Imagine you are given the following integral: $$ I = \int_{-\infty}^\infty\frac{\sin(x)}{x(x^2 + 1)} $$ If we transform the problem into a contour integral we have the following:
$$ \int_C \frac{e^{iz}}{z(z^2 + 1)}dz = 2 \pi i \sum_k \text{Res}(f, z_k) $$ if we perform the integration over the contour $C$, given by: $$ \gamma = [-R, -\varepsilon] \cup C_{\varepsilon} \cup [\varepsilon, R] \cup C_\Gamma $$ where $[z_1, z_2]$ denotes the segment that joins the points $z_1$ and $z_2$, and: $$ C_\varepsilon = \varepsilon e^{it}, \; \; t \in [\pi, 0] $$ $$ C_\Gamma = R e^{it}, \; \; t \in [0, \pi] $$ Further analyzation gives the following: $$ \int_C \frac{e^{iz}}{z(z^2 + 1)}dz = \lim_{(R, \varepsilon) \to (\infty, 0)}\int_{-R}^{-\varepsilon} + \int_{C_\varepsilon} + \int^{R}_{\varepsilon} = 2 \pi i \sum_k \text{Res}(f, z_k) $$ Hence, we finally have: $$ \int_{-\infty}^{\infty} \frac{e^{iz}}{z(z^2 + 1)}dz + \pi i \text{Res}(f, z = 0) = 2\pi i\text{Res}(f, z = i) $$ $$ \int_{-\infty}^{\infty} \frac{e^{iz}}{z(z^2 + 1)}dz = 2\pi i\text{Res}(f, z = i) - \pi i \text{Res}(f, z = 0) $$ where: $$ \text{Res}(f, z = i) = \frac{-1}{2e} $$ $$ \text{Res}(f, z = 0) = 1 $$
$$ \int_{-\infty}^{\infty} \frac{e^{iz}}{z(z^2 + 1)}dz = i \left ( -\pi - \frac{\pi}{e} \right) $$ $$ I = \text{Im} \left [ i \left ( -\pi - \frac{\pi}{e} \right) \right ] = -\pi - \frac{\pi}{e} $$ So the result of the integral is: $$ I = -\pi - \frac{\pi}{e} $$ which is wrong.
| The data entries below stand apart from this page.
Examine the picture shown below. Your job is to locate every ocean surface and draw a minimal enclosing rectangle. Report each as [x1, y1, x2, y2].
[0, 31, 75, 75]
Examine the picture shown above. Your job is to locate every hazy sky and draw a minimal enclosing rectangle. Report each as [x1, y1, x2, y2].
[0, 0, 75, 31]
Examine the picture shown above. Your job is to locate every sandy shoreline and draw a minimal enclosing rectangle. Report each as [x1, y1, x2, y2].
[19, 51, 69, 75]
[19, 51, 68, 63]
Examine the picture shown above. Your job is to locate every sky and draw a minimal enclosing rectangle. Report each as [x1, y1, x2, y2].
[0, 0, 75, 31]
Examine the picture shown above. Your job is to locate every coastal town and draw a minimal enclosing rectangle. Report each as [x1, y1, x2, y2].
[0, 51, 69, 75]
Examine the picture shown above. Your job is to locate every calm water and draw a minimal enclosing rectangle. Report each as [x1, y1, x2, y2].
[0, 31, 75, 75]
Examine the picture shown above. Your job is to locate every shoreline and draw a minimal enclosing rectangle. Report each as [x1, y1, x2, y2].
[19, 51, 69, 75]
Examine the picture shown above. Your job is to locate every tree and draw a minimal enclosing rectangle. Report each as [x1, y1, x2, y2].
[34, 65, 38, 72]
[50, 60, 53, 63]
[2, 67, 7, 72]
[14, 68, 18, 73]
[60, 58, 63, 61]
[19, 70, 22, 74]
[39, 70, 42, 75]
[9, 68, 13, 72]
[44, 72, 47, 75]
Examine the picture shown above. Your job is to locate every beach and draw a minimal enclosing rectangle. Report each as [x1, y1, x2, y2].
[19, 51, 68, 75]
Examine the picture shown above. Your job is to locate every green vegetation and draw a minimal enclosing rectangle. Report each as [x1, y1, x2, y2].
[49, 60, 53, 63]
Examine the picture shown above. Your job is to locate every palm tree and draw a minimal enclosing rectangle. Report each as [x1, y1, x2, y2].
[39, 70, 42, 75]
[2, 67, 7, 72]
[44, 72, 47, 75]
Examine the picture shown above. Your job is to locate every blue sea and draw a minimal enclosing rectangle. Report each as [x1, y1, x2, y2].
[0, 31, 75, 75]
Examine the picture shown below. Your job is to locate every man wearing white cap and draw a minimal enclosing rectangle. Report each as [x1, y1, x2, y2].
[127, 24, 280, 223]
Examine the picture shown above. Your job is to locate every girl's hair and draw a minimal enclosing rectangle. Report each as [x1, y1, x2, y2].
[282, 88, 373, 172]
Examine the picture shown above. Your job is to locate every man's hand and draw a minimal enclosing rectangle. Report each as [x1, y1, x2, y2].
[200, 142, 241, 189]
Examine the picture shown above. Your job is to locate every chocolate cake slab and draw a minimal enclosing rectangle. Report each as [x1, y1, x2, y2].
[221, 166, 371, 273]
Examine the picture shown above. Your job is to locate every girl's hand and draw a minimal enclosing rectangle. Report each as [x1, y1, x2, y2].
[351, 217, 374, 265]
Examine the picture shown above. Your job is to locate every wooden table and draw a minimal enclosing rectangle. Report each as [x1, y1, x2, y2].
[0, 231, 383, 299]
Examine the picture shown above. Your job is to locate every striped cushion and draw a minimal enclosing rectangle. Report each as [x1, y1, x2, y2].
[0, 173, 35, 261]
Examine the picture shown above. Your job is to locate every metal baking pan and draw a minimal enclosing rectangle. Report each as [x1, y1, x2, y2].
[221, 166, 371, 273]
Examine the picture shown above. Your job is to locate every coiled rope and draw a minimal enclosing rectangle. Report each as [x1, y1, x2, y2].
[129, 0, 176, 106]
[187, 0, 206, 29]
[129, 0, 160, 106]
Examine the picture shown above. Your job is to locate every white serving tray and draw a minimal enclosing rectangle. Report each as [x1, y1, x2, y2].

I realised the term coming from the residue of $z = 0$ is wrong, and changing it sign would fix the result. I've calculate the residues with the formula and by calculating the $a_{-1}$ term of the Laurent Series the function. What mistake did I make? Is my line of reasoning wrong?